‘Ghana even lucky; $170m judgement debt could’ve been worse’ – Agyarko

A former Energy Minister, Boakye Agyarko, has said Ghana is fortunate to have been slapped with a $170 million judgment debt for the termination of the power agreement between the state and an independent contractor, Ghana Power Generation Company (GPGC).

GPGC won a 170 million dollar judgment debt against the Government of Ghana at the London Commercial Court of international arbitration earlier this month for the government’s decision.

Attorney General Godfred Dame, who was expected to mount a strong defense to save the country, has turned around to blame the erstwhile NDC government for the agreement, threatening to get the CID of the Ghana Police Service to investigate the officials that signed the agreement.

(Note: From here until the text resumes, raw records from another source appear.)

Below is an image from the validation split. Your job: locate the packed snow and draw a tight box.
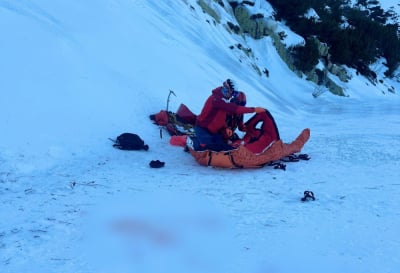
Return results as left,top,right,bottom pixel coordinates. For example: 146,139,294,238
0,0,400,273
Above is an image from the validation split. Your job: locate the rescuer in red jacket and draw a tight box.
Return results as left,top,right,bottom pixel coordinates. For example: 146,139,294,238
194,79,265,151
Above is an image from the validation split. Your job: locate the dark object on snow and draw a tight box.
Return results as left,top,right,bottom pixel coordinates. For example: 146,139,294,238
301,191,315,202
110,133,149,151
149,160,165,168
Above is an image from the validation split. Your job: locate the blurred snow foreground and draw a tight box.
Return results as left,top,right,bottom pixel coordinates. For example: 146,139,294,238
76,191,237,273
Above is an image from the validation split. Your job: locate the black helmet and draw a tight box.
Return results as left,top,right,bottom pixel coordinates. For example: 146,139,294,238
223,79,235,92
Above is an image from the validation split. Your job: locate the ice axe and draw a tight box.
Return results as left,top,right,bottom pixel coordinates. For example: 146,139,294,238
160,89,176,138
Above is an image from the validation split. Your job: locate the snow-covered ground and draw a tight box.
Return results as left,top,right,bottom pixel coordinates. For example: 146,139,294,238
0,0,400,273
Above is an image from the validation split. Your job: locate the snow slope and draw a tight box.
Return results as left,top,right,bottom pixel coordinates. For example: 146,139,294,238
0,0,400,273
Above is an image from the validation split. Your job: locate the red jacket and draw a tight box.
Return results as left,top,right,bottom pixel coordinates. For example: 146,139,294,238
196,87,254,134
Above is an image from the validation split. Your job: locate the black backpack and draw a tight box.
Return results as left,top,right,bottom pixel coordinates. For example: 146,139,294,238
111,133,149,151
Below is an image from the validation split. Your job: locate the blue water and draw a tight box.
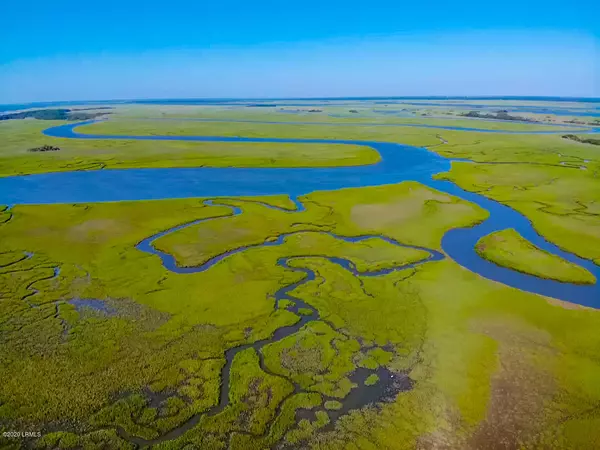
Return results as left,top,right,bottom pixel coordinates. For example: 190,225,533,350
0,122,600,307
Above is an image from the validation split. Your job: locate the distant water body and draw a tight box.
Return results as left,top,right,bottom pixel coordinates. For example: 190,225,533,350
0,96,600,112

But former deputy Power Minister, John Jinapor has blamed Mr. Boakye Agyarko, who was the then Energy Minister, saying he failed to heed to wise counsel to renegotiate the deal

But in a Citi News interview, Agyarko has defended the government’s decision to terminate the said contract, saying the country would have lost more from excess power generation if the agreement had remained.

For that reason, he insists that Ghana is “better off” with this judgment debt…We have paid almost over $1 billion for excess capacity. The review committee estimated that the contract as they were if they were allowed to stand, the country will be paying at the end of the 13th year $7.2 billion in excess capacity charges.”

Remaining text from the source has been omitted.